In light of the recent disclosure of the “Spectre” and “Meltdown” attacks (also known as CVE-2017-5715, CVE-2017-5753 and CVE-2017-5754), StorPool is performing tests of its product on the patched versions of the Linux kernel, to assess if there is performance degradation related to the fixes, and its magnitude.
A useful paper with full information for the Meltdown attacks can be found here.
Full information for the Spectre attacks you can read here.
Currently there are known ways for the exploits to work from userspace against the kernel, for VMs in Xen to work against the hypervisor, and some ways to use in-kernel functionality (like eBPF) against the kernel itself.

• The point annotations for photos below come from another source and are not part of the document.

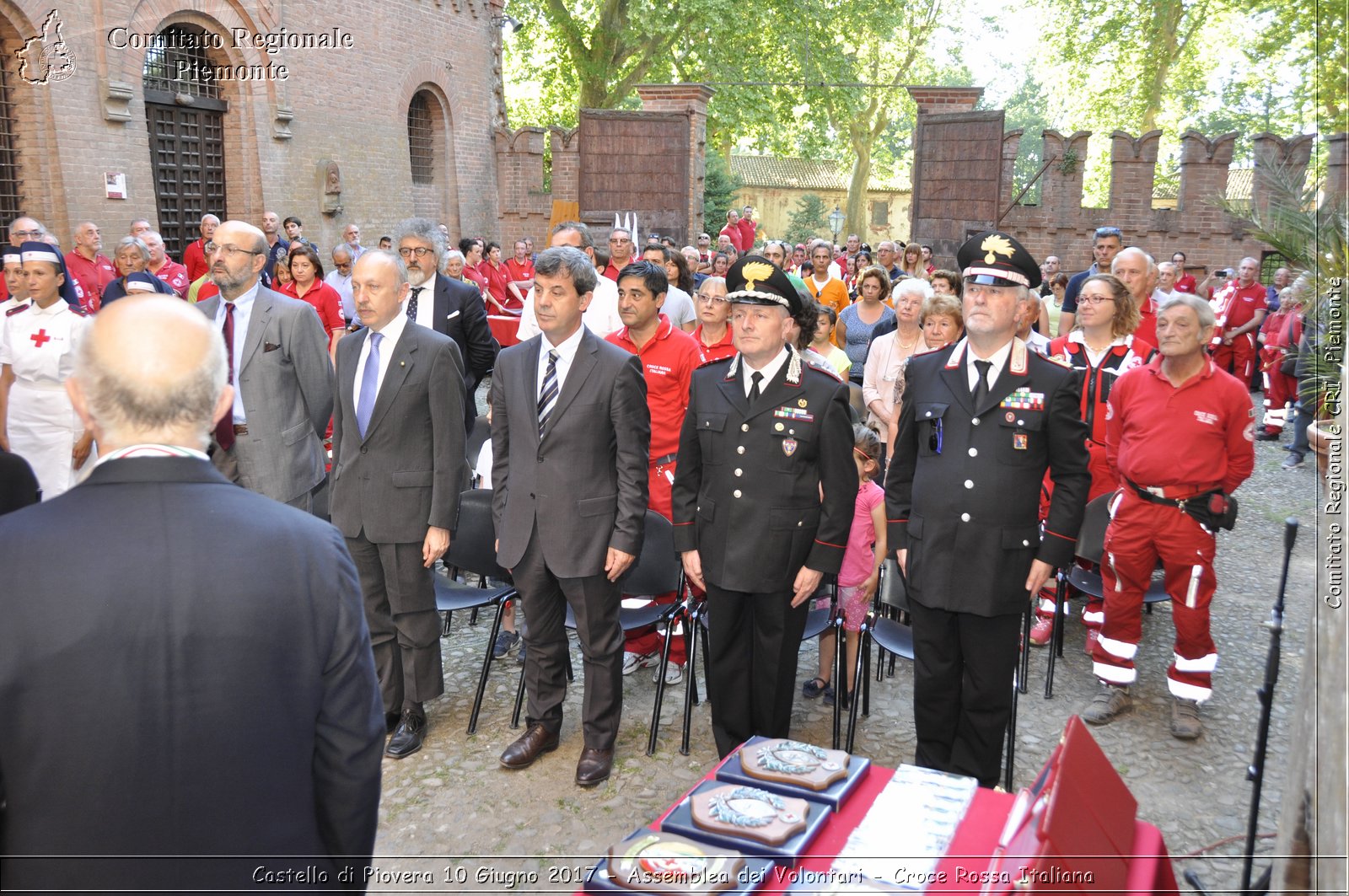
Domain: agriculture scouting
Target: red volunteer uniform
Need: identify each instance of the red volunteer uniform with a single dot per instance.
(1238, 305)
(1283, 332)
(94, 276)
(195, 260)
(668, 363)
(175, 276)
(717, 351)
(1175, 443)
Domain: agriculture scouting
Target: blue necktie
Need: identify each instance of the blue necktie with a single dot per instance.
(368, 385)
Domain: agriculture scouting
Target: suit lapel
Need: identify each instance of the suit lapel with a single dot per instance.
(582, 366)
(400, 365)
(258, 321)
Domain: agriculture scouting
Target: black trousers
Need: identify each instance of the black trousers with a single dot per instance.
(753, 646)
(404, 624)
(595, 602)
(964, 667)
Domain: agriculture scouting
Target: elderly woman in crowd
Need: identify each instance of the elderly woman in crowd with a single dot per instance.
(890, 352)
(860, 319)
(132, 256)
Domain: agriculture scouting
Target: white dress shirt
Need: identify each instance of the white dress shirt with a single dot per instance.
(998, 359)
(391, 332)
(769, 372)
(566, 354)
(243, 314)
(600, 318)
(425, 303)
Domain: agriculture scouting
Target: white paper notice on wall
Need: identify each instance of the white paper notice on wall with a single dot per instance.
(115, 185)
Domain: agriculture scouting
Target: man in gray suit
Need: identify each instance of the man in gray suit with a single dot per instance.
(571, 436)
(398, 467)
(277, 351)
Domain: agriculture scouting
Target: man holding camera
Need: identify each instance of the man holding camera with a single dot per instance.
(1180, 433)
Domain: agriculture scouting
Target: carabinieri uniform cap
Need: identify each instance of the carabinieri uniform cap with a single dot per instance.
(757, 281)
(995, 258)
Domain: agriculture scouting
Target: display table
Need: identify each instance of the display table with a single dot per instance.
(975, 838)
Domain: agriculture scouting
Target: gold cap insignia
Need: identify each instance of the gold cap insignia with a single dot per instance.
(755, 271)
(993, 246)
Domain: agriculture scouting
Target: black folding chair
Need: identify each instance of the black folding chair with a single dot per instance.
(658, 570)
(1090, 550)
(472, 550)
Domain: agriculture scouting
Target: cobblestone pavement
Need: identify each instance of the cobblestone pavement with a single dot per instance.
(452, 817)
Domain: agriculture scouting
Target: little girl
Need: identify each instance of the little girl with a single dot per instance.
(863, 561)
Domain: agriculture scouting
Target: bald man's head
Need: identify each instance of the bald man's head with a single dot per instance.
(150, 370)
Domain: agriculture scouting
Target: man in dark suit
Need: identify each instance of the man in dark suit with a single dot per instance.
(398, 467)
(571, 439)
(980, 424)
(207, 687)
(764, 435)
(271, 442)
(456, 308)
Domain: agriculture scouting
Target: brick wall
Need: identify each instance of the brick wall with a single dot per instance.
(341, 105)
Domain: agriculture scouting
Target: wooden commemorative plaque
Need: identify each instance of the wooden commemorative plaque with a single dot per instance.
(784, 761)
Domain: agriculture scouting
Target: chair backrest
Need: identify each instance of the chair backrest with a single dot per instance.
(1092, 534)
(482, 432)
(658, 568)
(474, 544)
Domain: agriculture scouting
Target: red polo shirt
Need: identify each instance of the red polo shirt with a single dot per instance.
(1236, 304)
(195, 260)
(668, 363)
(175, 276)
(94, 276)
(717, 351)
(1201, 435)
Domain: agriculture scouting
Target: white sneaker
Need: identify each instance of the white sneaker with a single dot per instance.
(634, 662)
(674, 673)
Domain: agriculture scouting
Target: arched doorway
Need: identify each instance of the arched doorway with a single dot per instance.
(185, 116)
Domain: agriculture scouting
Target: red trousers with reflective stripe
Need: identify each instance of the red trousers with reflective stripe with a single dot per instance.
(649, 640)
(1139, 534)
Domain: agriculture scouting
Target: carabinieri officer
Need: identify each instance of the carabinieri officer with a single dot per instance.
(980, 424)
(764, 436)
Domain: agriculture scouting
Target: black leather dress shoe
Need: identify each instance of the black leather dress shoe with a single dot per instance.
(594, 767)
(408, 737)
(529, 747)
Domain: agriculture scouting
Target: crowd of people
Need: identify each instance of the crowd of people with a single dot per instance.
(796, 412)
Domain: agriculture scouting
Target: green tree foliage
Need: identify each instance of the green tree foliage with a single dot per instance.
(807, 222)
(719, 189)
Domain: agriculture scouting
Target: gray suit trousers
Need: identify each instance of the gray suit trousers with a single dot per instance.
(404, 625)
(595, 602)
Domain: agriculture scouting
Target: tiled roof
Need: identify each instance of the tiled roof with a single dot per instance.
(806, 174)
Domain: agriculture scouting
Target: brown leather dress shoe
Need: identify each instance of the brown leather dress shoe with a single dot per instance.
(529, 747)
(594, 767)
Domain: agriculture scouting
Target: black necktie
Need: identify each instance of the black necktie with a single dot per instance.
(981, 382)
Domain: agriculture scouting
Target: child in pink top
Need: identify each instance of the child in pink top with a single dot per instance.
(863, 561)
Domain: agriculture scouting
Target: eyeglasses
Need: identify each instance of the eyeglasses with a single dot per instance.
(231, 249)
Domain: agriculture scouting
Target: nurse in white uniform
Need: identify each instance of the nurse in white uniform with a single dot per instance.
(37, 355)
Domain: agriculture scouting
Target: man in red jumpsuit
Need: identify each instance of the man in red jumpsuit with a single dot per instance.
(1180, 432)
(668, 357)
(1240, 308)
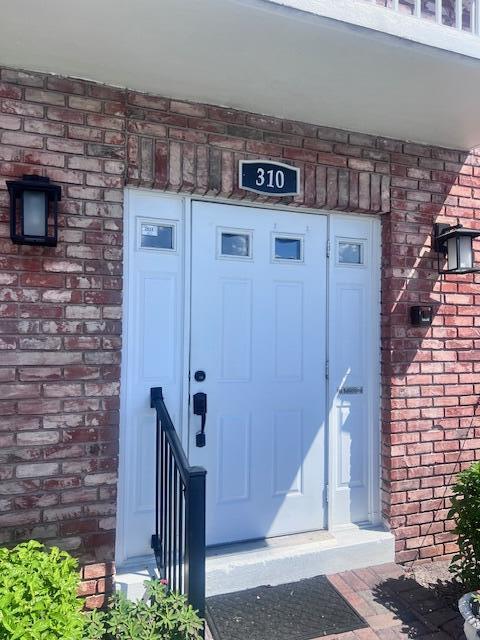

KVM virtualization seems to be vulnerable to at least some of the attacks. This may escalate in severity as more resources are thrown in the exploring the problems, and as new discoveries are still coming in.
We don’t know how much KPTI, the mitigation for Meltdown, would affect specific applications and platforms. There is still uncertainty about what effect will mitigations have on KVM performance in all of its aspects. It would be highly dependent on the workload and would hopefully improve as the changes mature.
We have already verified that the StorPool storage system, unchanged, is compatible with the changes in mainline Linux kernel 4.15 and 4.14 and the releases from RedHat and the CentOS project. We can confirm that StorPool seems to work as fast on the KPTI-enabled kernels as it does on the pre-KPTI kernels. It is still early to tell – there are many more combinations to verify, and we hope to have more details soon.